Quero destacar algumas como o advogado Marcelo
Henrique, primeiro presidente do Fórum, o advogado Paulo Dodi, ex-presidente
da Associação Amigos de Rio Preto, Walter Fernandes da Associação do
Mansur Daud, Wilma Goulart do Jd. Nazaré e o já vereador Pedro
Roberto Gomes.
Todos eram presidentes de Associações de Moradores
dos respectivos bairros e atuaram de maneira contundente no desenvolvimento e
ações do Fórum.
Esse, por sua vez, devia congregar as Associações
por meio de seus representantes e conduzir ao “nono andar”, sede da Secretaria
de Governo, as principais reivindicações dos habitantes de cada bairro.
Muitas dessas associações eram informais ou
controladas por lideranças vitalícias.
Criamos um marco regulatório com estatutos-padrão e
eleições periódicas as quais eu acompanhava com a Assessoria de Damaris Iraê
e Valéria Brandt, também assessoras.
Oferecíamos assessoria jurídica gratuita além de
orientar a elaboração dos Estatutos e garantir as formalidades nas assembleias.
Depois ainda, participávamos das reuniões do Fórum que
visavam apresentar problemas detectados nos bairros e oferecer soluções trabalhando para isso e quando necessário, o envolvimento das demais secretarias da Administração.

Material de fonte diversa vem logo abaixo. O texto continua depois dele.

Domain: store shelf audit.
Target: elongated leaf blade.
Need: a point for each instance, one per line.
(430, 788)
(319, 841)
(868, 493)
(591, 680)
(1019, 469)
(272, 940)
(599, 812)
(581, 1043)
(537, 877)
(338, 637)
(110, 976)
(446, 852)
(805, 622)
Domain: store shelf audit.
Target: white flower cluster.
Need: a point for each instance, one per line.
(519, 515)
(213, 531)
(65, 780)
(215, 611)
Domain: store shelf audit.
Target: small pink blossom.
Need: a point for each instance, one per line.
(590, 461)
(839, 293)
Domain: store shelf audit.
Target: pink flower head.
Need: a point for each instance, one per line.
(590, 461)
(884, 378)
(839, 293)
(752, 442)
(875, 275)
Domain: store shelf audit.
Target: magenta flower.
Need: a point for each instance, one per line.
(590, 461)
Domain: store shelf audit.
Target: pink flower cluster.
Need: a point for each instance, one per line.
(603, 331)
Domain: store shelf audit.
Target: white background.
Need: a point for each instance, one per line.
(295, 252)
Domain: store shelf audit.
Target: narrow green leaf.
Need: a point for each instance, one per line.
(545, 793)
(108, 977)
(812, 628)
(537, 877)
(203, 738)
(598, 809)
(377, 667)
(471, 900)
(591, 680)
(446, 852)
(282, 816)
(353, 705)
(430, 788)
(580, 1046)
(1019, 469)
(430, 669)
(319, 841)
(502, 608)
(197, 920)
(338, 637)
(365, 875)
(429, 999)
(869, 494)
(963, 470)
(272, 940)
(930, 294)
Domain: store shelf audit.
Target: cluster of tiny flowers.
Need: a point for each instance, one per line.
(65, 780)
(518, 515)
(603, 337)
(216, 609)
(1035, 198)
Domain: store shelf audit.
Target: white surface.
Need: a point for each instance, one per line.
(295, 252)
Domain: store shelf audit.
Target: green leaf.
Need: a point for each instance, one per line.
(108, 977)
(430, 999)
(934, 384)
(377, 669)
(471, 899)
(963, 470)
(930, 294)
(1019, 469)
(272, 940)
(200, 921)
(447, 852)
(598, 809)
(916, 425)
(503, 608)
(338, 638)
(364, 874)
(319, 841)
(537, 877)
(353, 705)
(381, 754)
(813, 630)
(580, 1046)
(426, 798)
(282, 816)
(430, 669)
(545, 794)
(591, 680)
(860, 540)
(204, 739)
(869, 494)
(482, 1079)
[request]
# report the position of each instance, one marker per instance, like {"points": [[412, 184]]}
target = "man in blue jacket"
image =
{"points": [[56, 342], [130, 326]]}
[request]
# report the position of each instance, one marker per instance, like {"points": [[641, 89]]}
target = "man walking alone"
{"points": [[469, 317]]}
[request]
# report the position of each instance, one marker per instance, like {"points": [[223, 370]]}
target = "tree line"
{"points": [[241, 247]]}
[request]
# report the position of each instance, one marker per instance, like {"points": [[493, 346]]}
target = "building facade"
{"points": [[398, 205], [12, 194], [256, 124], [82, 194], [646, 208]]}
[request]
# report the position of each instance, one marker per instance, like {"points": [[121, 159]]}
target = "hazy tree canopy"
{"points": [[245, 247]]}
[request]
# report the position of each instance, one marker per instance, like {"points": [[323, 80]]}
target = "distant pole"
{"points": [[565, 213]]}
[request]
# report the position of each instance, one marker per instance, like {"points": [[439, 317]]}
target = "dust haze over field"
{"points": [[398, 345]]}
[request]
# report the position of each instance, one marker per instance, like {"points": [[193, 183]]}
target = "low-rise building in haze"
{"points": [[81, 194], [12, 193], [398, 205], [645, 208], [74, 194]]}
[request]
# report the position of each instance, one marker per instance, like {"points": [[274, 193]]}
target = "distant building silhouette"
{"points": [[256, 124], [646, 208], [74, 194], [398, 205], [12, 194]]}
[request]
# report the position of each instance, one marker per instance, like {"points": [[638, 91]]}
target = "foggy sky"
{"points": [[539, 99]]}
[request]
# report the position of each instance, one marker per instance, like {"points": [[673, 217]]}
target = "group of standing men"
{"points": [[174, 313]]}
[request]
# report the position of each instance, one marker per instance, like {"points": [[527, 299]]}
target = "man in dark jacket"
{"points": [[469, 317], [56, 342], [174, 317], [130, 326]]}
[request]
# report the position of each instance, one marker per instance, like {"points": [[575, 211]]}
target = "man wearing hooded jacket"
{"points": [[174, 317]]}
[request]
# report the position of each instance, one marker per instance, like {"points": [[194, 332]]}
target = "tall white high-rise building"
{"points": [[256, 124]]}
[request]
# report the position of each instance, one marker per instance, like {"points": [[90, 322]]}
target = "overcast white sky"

Coordenei a equipe que percorreu os bairros para
convencer líderes da importância da formalização das Associações e ajudei na conexão
do Fórum com o Orçamento Participativo, então presidido pela
vice-prefeita Maureen Cury do PT.
Pela primeira vez, associações votavam
diretamente em obras prioritárias garantindo a melhor aplicação das verbas
orçamentárias.
Enquanto outras cidades tinham
Orçamento Participativo apenas no papel, em Rio Preto ele funcionou porque tinha
base organizada (o Fórum garantia representatividade real).
Durante nossa gestão, evitamos o clientelismo (as
demandas eram técnicas, não políticas).
Na ocasião, também coordenamos o mesmo processo com
bairros não regularizados, gerando fiscalização para coibir o nascimento de
novos loteamentos irregulares e promover as diretrizes para o processo de regularização.
Nessa altura, conseguimos asfaltar e regularizar a
Vila Miguelzinho (no coração do Eldorado) e entregar as escrituras de um grande
loteamento de chácaras.
A força do Fórum era inegável, e mobilizado no
próprio Paço Municipal era um peso para o Prefeito que já não tinha liberdade
total nas suas decisões.
Talvez essa tenha sido a real causa da demissão do
Secretário Feitosa, que foi exonerado após denunciar um incontável número de
faltas abonadas por servidores sob o laudo de um mesmo médico (que era
vereador). Estranho, já que a denúncia, na verdade, favorecia a Administração
do Município.
Com seu desligamento, tornei-me o interino na Pasta e por cerca de 2 anos, segui fazendo o trabalho de interlocutor entre o Fórum e a Prefeitura.
O fato é que o Fórum mostrou que participação
popular precisa de estrutura, que então garantimos, a partir da Secretaria.
Sua criação gerou importantes líderes, dos quais muitos ocupam cargos públicos.
Ainda, conseguimos provar que uma cidade média do
interior pode ser laboratório de inovação democrática. Talvez a mais
importante de todas as experiências das quais participei na vida.
Deixei a Secretaria me demitindo após a nomeação deu um outro secretário.
Mas o Fórum continuou incomodando e após minha saída da Secretaria, ele foi aos poucos sendo cooptado pelo governo municipal perdendo gradativamente sua força até desaparecer na gestão seguinte.
Resta dizer que o Fórum não foi um projeto de governo. Foi um pacto entre cidadãos e poder público e eu tive a honra de ajudar a costurá-lo.